Redites-moi des choses tendres, Soluto

Ecrit par Philippe Chauché , le Jeudi, 12 Octobre 2017. , dans Les Livres, Critiques, La Une Livres, Roman, La rentrée littéraire, Les éditions du Rocher

Redites-moi des choses tendres, septembre 2017, 504 pages, 21,90 € . Ecrivain(s): Soluto Edition: Les éditions du Rocher

 

« L’index suspendu, plus raide cependant, mais toujours au-dessus du bouton d’envoi, il prolongeait le film. Il fantasmait le retour anticipé de la déchue, son museau bouffi, les premiers mots de leurs retrouvailles, son refus de la moindre explication (« J’ai tout dit, relis-moi »).

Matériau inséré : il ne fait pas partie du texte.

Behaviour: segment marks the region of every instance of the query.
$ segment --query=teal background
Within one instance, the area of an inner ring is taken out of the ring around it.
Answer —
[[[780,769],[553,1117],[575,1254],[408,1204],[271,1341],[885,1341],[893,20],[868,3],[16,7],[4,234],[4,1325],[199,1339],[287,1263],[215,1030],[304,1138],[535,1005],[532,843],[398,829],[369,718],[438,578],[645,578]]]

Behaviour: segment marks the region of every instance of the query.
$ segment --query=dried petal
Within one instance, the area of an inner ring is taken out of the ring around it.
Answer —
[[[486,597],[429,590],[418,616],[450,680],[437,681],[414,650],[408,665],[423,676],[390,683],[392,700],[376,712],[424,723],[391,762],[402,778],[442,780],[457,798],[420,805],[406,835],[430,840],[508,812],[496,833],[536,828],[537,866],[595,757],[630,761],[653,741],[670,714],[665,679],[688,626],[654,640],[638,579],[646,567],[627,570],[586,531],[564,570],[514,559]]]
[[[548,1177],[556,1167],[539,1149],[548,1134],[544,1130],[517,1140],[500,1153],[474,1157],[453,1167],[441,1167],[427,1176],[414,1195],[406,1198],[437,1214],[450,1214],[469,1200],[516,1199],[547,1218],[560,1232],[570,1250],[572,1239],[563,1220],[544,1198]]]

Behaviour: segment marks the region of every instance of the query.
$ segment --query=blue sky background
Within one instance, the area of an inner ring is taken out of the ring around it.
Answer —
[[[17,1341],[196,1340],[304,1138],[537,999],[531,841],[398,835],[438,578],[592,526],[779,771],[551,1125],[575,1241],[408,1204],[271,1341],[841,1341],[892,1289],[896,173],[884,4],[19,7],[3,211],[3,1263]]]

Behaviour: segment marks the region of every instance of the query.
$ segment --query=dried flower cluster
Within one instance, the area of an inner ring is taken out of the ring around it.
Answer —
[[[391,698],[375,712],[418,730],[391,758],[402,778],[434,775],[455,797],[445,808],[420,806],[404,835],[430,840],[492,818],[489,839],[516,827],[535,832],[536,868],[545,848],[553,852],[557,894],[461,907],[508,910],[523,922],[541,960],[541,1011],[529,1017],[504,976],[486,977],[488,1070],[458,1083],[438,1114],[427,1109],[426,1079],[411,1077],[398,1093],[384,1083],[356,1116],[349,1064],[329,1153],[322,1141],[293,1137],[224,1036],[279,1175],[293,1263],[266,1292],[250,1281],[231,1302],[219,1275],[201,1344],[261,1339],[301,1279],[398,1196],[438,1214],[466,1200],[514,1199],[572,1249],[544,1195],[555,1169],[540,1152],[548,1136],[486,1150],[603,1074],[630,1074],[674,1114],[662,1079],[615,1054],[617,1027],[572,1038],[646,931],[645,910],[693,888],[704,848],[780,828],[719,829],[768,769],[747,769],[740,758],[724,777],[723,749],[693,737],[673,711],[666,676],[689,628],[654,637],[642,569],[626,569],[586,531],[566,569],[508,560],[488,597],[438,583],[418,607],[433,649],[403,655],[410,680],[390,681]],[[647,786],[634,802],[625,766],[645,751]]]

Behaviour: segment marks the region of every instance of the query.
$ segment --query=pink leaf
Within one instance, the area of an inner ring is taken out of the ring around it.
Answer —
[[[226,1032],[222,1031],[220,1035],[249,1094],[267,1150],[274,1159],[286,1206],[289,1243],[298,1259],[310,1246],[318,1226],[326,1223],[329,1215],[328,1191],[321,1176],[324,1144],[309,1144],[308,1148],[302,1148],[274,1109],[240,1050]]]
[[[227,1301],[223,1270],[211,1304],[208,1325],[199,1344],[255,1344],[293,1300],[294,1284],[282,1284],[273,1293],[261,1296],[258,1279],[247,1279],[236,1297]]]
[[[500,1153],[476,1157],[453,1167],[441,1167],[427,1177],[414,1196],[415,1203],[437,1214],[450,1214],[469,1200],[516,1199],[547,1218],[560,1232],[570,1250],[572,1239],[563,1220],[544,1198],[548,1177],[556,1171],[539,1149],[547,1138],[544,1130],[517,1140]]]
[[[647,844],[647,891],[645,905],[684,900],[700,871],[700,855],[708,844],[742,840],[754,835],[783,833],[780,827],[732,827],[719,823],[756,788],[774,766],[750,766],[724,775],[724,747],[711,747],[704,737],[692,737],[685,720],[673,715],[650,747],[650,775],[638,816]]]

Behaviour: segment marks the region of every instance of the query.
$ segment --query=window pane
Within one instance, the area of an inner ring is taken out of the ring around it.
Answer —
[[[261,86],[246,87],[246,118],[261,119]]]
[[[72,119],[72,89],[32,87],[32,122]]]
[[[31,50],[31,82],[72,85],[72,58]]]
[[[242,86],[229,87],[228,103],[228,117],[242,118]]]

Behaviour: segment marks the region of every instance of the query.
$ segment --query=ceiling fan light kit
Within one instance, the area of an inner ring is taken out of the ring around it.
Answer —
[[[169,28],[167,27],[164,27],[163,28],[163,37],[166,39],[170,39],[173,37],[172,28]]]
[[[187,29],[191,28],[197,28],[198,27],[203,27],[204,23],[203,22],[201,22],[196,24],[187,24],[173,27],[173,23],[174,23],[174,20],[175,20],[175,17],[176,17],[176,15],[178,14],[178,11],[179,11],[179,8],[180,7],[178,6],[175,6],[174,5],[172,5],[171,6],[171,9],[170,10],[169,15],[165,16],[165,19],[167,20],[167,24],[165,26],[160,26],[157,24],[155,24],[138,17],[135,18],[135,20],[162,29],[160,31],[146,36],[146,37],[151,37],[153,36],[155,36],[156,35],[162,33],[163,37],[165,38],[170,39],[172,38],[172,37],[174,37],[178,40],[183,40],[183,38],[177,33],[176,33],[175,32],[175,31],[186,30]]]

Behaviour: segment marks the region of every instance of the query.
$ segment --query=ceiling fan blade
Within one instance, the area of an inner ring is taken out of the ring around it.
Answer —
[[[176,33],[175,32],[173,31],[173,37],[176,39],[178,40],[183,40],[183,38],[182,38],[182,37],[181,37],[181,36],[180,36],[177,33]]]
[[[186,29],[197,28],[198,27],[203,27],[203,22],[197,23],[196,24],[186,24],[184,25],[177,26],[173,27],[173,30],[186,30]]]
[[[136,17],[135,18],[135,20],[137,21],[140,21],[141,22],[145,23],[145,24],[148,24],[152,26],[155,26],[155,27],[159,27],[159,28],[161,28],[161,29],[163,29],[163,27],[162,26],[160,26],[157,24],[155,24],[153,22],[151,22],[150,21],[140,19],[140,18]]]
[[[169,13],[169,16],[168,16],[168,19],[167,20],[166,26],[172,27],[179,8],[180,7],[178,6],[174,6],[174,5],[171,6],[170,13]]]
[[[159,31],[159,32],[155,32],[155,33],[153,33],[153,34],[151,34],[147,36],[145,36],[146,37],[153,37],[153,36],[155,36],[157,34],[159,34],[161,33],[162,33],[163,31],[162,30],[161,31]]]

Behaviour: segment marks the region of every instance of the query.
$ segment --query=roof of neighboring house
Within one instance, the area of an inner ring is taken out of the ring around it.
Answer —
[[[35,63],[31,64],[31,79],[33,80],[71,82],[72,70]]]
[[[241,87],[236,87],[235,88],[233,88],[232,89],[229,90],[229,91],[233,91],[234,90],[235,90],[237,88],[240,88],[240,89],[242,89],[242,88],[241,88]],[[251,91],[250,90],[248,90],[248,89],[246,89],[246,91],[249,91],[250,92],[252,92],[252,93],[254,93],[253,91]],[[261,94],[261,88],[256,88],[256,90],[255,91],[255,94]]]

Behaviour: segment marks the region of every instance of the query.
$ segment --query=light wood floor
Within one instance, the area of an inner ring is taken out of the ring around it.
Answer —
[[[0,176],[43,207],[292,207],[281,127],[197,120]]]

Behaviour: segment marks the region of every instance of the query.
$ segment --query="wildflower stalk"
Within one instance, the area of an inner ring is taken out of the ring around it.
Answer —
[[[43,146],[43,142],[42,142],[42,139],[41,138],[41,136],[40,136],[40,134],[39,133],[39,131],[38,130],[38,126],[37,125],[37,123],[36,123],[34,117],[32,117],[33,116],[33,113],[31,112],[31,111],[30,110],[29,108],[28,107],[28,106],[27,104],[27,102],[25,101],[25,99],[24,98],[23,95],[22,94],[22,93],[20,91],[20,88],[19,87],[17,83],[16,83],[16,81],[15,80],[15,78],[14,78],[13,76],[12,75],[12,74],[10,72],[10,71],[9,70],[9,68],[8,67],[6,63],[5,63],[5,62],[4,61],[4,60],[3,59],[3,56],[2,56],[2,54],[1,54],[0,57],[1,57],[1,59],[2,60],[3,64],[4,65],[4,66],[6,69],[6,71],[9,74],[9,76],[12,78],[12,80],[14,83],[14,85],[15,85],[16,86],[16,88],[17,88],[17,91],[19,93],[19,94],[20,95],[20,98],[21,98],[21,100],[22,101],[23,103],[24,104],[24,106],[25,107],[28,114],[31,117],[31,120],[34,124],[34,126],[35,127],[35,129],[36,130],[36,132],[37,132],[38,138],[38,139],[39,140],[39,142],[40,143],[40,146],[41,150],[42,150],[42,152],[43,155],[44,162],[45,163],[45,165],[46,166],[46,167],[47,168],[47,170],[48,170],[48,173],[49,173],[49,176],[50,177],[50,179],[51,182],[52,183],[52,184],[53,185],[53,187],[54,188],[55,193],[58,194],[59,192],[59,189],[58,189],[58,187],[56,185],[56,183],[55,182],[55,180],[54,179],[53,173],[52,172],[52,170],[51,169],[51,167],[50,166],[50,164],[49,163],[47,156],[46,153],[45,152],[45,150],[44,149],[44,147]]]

Sa dignité était reconquise, sa vie de malheur vengée. C’était la fin de la comédie du paraître, le retour alléchant de tous les possibles ».

Redites-moi des choses tendres est une comédie noire, qui aurait pu inspirer un film de Claude Chabrol, une comédie au vitriol, déclenchée par un email qui part trop vite sous les doigts d’Eugène, adressé à son épouse. Une lettre électronique qui va accélérer l’incendie qui couvait dans ce couple sans histoire. Comme dans les petites vignettes dessinées par Claire Bretécher, les enfants sont insupportables et tricheurs, les maîtresses tout autant, les hommes séducteurs, agressifs et dépressifs, on couche, on traficote, on se ment et l’on triche, on règle des comptes, on trahit, on tremble, on hurle et on pleure. Eugène travaille chez un opérateur de téléphonie, LiberTel&Net, et rêve d’avenir radieux dans les hautes sphères de sa belle entreprise aux méthodes de management pour le moins brutales. Barbara enseigne dans un lycée catholique à sections européennes où elle s’ennuie.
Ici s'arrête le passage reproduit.